Now imagine you took the engineering team of GitHub (or one like it) and transplanted them to work on Widget Inc.'s CRM system that's primarily used by their sales, marketing and HR people. Instead of your end users being similarly savvy and motivated developers they're now your typical corporate office staff. They're not using your product by choice but only because it's what the corporate higher-ups handed to them. They couldn't care less about new whiz-bang features you add to the product, they're mostly concerned about getting their TPS report out on time. Interface changes only confuse them and slow them down. They're never going to tweet or post a blog post about how awesome the new thing you just rolled out is.

Do you think the engineers would be similarly motivated to work on such a product? I doubt it.


I agree with what you're saying, but the solution is not to make the situation worse by having a PM screaming at them about TPS reports. That will only drive away what talent is in the pull of Widget Inc; a net negative for the company.

Widget Inc does not need to have the best devs, so this is largely moot. Widget Inc does not compete on IT, does not need their apps to be good, does not care if the best devs work there, no matter what they say.

And so, github has the prestige.


perhaps it's possible to start a fresh engineering department that's run on these principles?

The key word there is department. GitHub is an engineering company, with engineers from top to bottom. It's extremely unlikely that an engineering department could live in isolation of it's company as a whole. So there would indeed be a PM screaming at someone to finish the internal CRM system and move onto something that the (non-engineer) customers really want.


"It's an internal CRM system, so why not shove it full of in-jokes and vi-keybindings for navigation? Why not give it a REST API and a CLI app to consume it?"

Because the users of the system don't care about any of that crap, so it's a waste of time and money, which most companies don't have extra of to spare.


GH is a special case. They're darlings of the tech community, and they throw a ton of events.

Even if they were crappy to work for they would probably have an easy time hiring.

THAT SAID, "finishing the internal CRM system" is a problem that happens in organizations an order of magnitude larger, methinks.

My finishing platitude is, how did you hire - and why do you retain - engineers that don't give a shit about the project they're working on?
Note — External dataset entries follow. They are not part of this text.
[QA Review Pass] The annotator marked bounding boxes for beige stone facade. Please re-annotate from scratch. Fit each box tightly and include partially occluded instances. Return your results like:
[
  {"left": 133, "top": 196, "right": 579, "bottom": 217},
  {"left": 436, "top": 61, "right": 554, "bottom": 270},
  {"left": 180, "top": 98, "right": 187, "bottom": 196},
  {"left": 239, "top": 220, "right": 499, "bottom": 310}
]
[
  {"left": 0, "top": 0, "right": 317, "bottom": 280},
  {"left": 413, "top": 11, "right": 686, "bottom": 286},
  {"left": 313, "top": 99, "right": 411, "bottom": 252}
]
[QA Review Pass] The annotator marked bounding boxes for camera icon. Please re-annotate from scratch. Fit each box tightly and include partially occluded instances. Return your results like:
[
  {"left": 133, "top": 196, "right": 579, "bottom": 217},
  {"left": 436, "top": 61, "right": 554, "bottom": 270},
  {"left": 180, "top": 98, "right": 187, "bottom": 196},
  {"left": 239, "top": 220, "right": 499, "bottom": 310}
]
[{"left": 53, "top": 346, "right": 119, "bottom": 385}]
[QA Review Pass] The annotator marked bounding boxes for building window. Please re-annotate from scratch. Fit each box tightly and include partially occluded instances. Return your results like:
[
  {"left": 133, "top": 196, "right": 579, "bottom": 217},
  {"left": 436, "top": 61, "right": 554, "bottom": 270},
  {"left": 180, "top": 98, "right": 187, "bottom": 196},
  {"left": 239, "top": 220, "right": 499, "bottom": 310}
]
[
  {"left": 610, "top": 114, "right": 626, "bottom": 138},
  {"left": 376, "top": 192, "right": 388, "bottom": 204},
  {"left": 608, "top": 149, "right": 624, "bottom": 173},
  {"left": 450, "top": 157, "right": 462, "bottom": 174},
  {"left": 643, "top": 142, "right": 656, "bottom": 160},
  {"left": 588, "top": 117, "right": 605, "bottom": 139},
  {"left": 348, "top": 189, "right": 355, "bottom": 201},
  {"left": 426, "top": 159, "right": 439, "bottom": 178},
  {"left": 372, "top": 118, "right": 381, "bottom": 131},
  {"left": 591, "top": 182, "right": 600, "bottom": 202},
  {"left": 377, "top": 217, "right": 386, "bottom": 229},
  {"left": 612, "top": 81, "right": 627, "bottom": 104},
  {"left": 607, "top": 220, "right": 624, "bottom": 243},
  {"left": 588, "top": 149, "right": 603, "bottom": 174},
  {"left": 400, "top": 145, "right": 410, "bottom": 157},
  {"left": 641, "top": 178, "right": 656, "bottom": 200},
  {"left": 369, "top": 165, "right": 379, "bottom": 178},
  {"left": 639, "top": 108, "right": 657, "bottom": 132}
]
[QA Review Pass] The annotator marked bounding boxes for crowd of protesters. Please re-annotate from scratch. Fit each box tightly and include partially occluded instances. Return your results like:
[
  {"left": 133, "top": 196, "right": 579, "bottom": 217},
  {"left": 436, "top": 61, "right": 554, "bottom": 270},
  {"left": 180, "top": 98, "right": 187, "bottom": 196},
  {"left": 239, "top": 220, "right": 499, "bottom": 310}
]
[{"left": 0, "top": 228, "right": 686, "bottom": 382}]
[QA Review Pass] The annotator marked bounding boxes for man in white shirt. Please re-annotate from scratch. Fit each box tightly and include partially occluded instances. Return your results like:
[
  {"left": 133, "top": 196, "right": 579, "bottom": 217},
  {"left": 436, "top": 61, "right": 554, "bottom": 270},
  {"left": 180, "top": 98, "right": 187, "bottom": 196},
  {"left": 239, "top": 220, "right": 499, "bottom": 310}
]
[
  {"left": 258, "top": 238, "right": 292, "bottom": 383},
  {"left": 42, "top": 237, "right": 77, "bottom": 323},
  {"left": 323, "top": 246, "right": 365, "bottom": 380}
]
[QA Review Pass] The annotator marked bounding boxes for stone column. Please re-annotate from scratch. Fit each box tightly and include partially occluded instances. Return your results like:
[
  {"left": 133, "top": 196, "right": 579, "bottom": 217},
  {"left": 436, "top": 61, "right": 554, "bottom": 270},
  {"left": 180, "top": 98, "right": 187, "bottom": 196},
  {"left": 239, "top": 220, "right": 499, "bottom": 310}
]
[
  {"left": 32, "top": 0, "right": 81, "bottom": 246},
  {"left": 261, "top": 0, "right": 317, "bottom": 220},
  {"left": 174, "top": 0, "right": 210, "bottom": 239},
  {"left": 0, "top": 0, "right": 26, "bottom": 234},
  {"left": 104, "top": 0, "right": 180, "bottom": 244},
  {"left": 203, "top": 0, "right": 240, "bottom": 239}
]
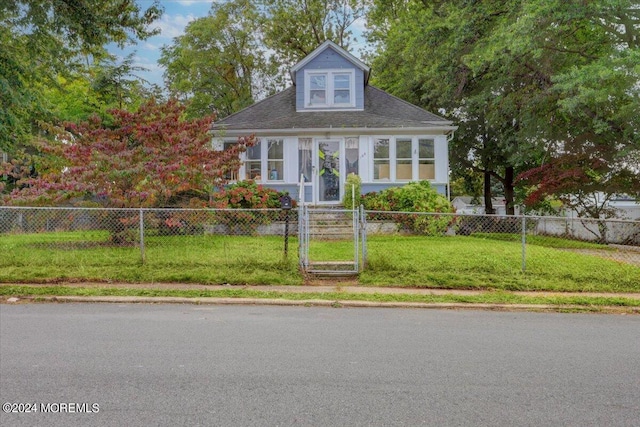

Also, why is your PM screaming? A project meeting deadlines is his or her responsibility. Sounds like you have a crap PM to boot.


I work on several projects that I have never used. However, my employer doesn't completely shield me from people who do use it. At least for me, the satisfaction comes from interacting with people who the project helps and seeing how it helps them.

I think part of why (some)? engineers may not give a shit about the project they're working on isn't necessarily because they have no interest in it, but because they haven't met anyone with an interest in it. In github's case, it just happens to be themselves.

I like to know what I'm doing actually matters. Meeting people my stuff impacts helps with that.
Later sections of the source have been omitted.